# What to spend some money on?



## ShipstonPhilip (Dec 25, 2014)

I have a DeLonghi Dedica espresso machine and a Dualit 75015 conical burr grinder. I mainly grind for espresso - but not exclusively. I have a small kitchen (ok, maybe not that small - but it's full of stuff) and as the only coffee drinker in the house need things with a relatively small footprint.

I have £300 burning a hole in my pocket, which is either going towards next year's season ticket for Leicester City or upgrading a piece of coffee kit. I suspect the latter will give me more pleasure, so I was wondering what to do? From a look through here I suspect grinder first - but would be delighted to have some tips. I'd want to buy new and I'm never going to be spending high end figures on a grinder or coffee machine!


----------



## johnbudding (Dec 2, 2014)

ShipstonPhilip said:


> ... next year's season ticket for Leicester City or upgrading a piece of coffee kit. I suspect the latter will give me more pleasure...

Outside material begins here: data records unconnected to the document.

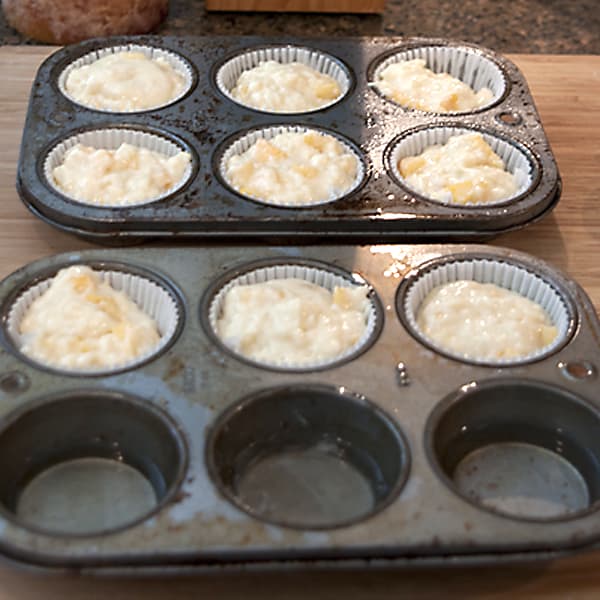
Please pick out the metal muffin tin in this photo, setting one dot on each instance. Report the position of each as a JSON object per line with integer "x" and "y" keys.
{"x": 205, "y": 121}
{"x": 400, "y": 419}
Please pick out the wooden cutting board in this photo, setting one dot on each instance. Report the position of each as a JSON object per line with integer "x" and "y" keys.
{"x": 567, "y": 94}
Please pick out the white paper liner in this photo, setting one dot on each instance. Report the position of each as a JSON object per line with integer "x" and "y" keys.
{"x": 515, "y": 160}
{"x": 320, "y": 277}
{"x": 178, "y": 63}
{"x": 153, "y": 299}
{"x": 240, "y": 145}
{"x": 503, "y": 274}
{"x": 472, "y": 68}
{"x": 229, "y": 73}
{"x": 111, "y": 139}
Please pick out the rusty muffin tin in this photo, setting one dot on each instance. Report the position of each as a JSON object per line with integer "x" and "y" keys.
{"x": 205, "y": 121}
{"x": 391, "y": 457}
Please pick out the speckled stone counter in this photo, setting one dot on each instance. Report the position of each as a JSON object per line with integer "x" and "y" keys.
{"x": 535, "y": 26}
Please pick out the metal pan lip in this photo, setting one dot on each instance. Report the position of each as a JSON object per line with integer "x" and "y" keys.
{"x": 345, "y": 69}
{"x": 221, "y": 281}
{"x": 532, "y": 158}
{"x": 479, "y": 51}
{"x": 105, "y": 46}
{"x": 47, "y": 272}
{"x": 156, "y": 132}
{"x": 455, "y": 397}
{"x": 274, "y": 129}
{"x": 342, "y": 392}
{"x": 176, "y": 431}
{"x": 552, "y": 280}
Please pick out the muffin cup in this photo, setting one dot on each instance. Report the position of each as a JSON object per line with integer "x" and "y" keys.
{"x": 307, "y": 457}
{"x": 520, "y": 448}
{"x": 151, "y": 297}
{"x": 111, "y": 139}
{"x": 88, "y": 462}
{"x": 517, "y": 159}
{"x": 245, "y": 141}
{"x": 178, "y": 63}
{"x": 316, "y": 275}
{"x": 229, "y": 72}
{"x": 469, "y": 66}
{"x": 507, "y": 275}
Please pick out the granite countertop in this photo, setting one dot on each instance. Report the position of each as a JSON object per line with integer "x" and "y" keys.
{"x": 528, "y": 26}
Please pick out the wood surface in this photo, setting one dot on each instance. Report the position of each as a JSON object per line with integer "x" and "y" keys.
{"x": 317, "y": 6}
{"x": 567, "y": 94}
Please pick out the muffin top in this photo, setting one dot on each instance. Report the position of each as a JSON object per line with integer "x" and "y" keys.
{"x": 80, "y": 322}
{"x": 464, "y": 170}
{"x": 125, "y": 81}
{"x": 285, "y": 87}
{"x": 126, "y": 176}
{"x": 292, "y": 320}
{"x": 484, "y": 321}
{"x": 294, "y": 168}
{"x": 413, "y": 85}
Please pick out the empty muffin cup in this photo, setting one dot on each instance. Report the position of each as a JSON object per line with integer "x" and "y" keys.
{"x": 517, "y": 159}
{"x": 88, "y": 463}
{"x": 229, "y": 72}
{"x": 549, "y": 295}
{"x": 127, "y": 193}
{"x": 152, "y": 295}
{"x": 307, "y": 457}
{"x": 468, "y": 65}
{"x": 523, "y": 449}
{"x": 177, "y": 63}
{"x": 339, "y": 172}
{"x": 318, "y": 274}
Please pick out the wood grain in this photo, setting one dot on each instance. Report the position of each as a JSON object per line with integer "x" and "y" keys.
{"x": 567, "y": 93}
{"x": 316, "y": 6}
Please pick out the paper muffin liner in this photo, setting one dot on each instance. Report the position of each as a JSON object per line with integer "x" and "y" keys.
{"x": 150, "y": 297}
{"x": 245, "y": 142}
{"x": 517, "y": 160}
{"x": 178, "y": 63}
{"x": 111, "y": 139}
{"x": 317, "y": 276}
{"x": 469, "y": 66}
{"x": 229, "y": 73}
{"x": 504, "y": 274}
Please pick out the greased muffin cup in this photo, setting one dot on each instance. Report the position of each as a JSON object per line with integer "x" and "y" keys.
{"x": 245, "y": 141}
{"x": 177, "y": 62}
{"x": 111, "y": 139}
{"x": 229, "y": 72}
{"x": 467, "y": 65}
{"x": 507, "y": 275}
{"x": 152, "y": 298}
{"x": 316, "y": 275}
{"x": 417, "y": 457}
{"x": 517, "y": 159}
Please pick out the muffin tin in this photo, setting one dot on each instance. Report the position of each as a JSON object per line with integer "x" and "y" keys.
{"x": 206, "y": 122}
{"x": 397, "y": 455}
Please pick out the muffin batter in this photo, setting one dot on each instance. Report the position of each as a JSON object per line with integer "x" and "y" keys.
{"x": 484, "y": 321}
{"x": 80, "y": 322}
{"x": 413, "y": 85}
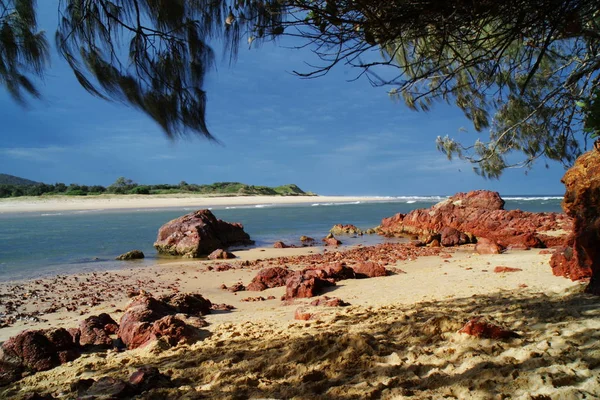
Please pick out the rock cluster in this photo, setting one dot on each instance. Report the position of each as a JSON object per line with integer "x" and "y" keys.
{"x": 348, "y": 229}
{"x": 580, "y": 258}
{"x": 198, "y": 234}
{"x": 174, "y": 318}
{"x": 311, "y": 281}
{"x": 468, "y": 217}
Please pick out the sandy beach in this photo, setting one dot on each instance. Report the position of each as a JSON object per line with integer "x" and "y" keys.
{"x": 397, "y": 339}
{"x": 115, "y": 202}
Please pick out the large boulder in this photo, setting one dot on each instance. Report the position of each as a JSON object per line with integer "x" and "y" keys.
{"x": 35, "y": 351}
{"x": 480, "y": 214}
{"x": 198, "y": 234}
{"x": 340, "y": 229}
{"x": 581, "y": 258}
{"x": 147, "y": 319}
{"x": 96, "y": 331}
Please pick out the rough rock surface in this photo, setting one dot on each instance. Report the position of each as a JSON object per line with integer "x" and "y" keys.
{"x": 480, "y": 328}
{"x": 36, "y": 351}
{"x": 480, "y": 214}
{"x": 131, "y": 255}
{"x": 146, "y": 319}
{"x": 303, "y": 286}
{"x": 95, "y": 330}
{"x": 198, "y": 233}
{"x": 581, "y": 258}
{"x": 330, "y": 240}
{"x": 348, "y": 229}
{"x": 269, "y": 278}
{"x": 220, "y": 254}
{"x": 307, "y": 241}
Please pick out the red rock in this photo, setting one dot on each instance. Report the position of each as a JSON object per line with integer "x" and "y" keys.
{"x": 146, "y": 319}
{"x": 269, "y": 278}
{"x": 220, "y": 254}
{"x": 369, "y": 269}
{"x": 301, "y": 286}
{"x": 198, "y": 233}
{"x": 93, "y": 332}
{"x": 237, "y": 287}
{"x": 40, "y": 350}
{"x": 329, "y": 302}
{"x": 109, "y": 388}
{"x": 222, "y": 307}
{"x": 330, "y": 240}
{"x": 487, "y": 246}
{"x": 349, "y": 229}
{"x": 501, "y": 269}
{"x": 174, "y": 330}
{"x": 307, "y": 241}
{"x": 131, "y": 255}
{"x": 452, "y": 237}
{"x": 480, "y": 328}
{"x": 481, "y": 214}
{"x": 582, "y": 202}
{"x": 301, "y": 315}
{"x": 186, "y": 303}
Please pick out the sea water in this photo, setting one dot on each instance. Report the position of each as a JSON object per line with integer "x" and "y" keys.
{"x": 40, "y": 244}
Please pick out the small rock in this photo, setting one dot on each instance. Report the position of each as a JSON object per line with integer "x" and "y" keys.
{"x": 131, "y": 255}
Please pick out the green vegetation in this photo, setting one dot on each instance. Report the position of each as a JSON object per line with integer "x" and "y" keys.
{"x": 6, "y": 179}
{"x": 526, "y": 73}
{"x": 127, "y": 186}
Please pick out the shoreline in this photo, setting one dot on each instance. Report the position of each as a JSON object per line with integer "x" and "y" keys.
{"x": 28, "y": 204}
{"x": 394, "y": 325}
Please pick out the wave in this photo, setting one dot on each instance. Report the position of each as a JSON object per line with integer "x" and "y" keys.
{"x": 533, "y": 198}
{"x": 344, "y": 203}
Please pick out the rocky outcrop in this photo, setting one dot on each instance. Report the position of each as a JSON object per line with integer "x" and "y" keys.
{"x": 466, "y": 217}
{"x": 96, "y": 331}
{"x": 35, "y": 351}
{"x": 330, "y": 240}
{"x": 348, "y": 229}
{"x": 220, "y": 254}
{"x": 198, "y": 234}
{"x": 580, "y": 259}
{"x": 307, "y": 241}
{"x": 147, "y": 319}
{"x": 480, "y": 328}
{"x": 131, "y": 255}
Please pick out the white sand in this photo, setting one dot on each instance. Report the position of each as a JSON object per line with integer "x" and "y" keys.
{"x": 113, "y": 202}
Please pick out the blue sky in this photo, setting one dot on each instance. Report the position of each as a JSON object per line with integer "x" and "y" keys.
{"x": 327, "y": 135}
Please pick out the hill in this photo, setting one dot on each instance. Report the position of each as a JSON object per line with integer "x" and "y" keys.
{"x": 6, "y": 179}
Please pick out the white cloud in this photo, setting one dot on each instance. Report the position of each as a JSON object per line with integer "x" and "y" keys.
{"x": 51, "y": 153}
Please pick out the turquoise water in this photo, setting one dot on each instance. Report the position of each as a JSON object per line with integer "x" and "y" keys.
{"x": 42, "y": 244}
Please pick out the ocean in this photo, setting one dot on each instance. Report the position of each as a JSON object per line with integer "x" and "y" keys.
{"x": 34, "y": 245}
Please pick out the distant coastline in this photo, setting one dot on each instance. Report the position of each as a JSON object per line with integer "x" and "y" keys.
{"x": 116, "y": 202}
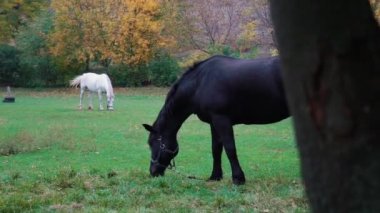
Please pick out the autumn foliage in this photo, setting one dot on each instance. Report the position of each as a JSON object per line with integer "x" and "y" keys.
{"x": 121, "y": 31}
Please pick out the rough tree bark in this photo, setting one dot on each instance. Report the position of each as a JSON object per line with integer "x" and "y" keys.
{"x": 331, "y": 56}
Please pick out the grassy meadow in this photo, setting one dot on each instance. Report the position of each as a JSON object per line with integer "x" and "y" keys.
{"x": 56, "y": 158}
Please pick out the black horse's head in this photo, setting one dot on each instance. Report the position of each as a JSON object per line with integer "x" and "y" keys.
{"x": 163, "y": 150}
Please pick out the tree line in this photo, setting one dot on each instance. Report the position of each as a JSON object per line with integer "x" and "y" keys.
{"x": 47, "y": 42}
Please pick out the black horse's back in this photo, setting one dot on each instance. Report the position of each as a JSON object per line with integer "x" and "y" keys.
{"x": 248, "y": 91}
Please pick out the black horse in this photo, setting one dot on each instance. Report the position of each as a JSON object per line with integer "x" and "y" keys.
{"x": 221, "y": 91}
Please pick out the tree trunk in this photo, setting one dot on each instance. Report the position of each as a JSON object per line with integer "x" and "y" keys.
{"x": 330, "y": 52}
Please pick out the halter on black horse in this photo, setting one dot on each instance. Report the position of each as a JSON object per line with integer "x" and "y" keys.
{"x": 164, "y": 149}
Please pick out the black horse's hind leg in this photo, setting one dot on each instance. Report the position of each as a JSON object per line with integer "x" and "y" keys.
{"x": 225, "y": 135}
{"x": 217, "y": 148}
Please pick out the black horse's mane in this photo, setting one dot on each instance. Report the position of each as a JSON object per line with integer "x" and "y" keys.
{"x": 169, "y": 101}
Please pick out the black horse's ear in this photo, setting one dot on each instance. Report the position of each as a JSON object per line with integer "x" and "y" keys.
{"x": 149, "y": 128}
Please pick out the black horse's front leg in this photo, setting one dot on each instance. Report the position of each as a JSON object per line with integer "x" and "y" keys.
{"x": 217, "y": 148}
{"x": 225, "y": 135}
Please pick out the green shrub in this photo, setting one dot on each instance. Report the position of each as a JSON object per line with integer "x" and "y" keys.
{"x": 9, "y": 65}
{"x": 164, "y": 70}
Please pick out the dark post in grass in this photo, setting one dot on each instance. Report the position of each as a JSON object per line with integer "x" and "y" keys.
{"x": 9, "y": 98}
{"x": 330, "y": 52}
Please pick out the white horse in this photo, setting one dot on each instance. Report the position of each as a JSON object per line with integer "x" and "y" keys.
{"x": 94, "y": 83}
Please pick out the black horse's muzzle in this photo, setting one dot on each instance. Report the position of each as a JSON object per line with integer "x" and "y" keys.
{"x": 156, "y": 167}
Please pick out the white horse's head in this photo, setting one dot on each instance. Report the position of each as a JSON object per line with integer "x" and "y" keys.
{"x": 110, "y": 99}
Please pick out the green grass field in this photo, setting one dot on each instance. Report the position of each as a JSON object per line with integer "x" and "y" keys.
{"x": 55, "y": 158}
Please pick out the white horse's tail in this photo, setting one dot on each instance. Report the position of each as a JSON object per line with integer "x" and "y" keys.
{"x": 76, "y": 81}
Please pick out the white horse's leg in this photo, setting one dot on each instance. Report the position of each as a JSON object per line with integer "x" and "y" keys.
{"x": 90, "y": 107}
{"x": 100, "y": 99}
{"x": 81, "y": 98}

Ha - well with our performance this year you've probably got a point there! I recently got an Eureka Mignon grinder, which would fit your budget. I'm very happy, but relatively inexperienced, so perhaps a more seasoned member has some better advice. Perhaps you could split half way and buy a nice tamper, tamping mat and some accessories, such as a bottomless portafilter. My 2 pence worth. Fingers crossed for today's performance against Spurs.


----------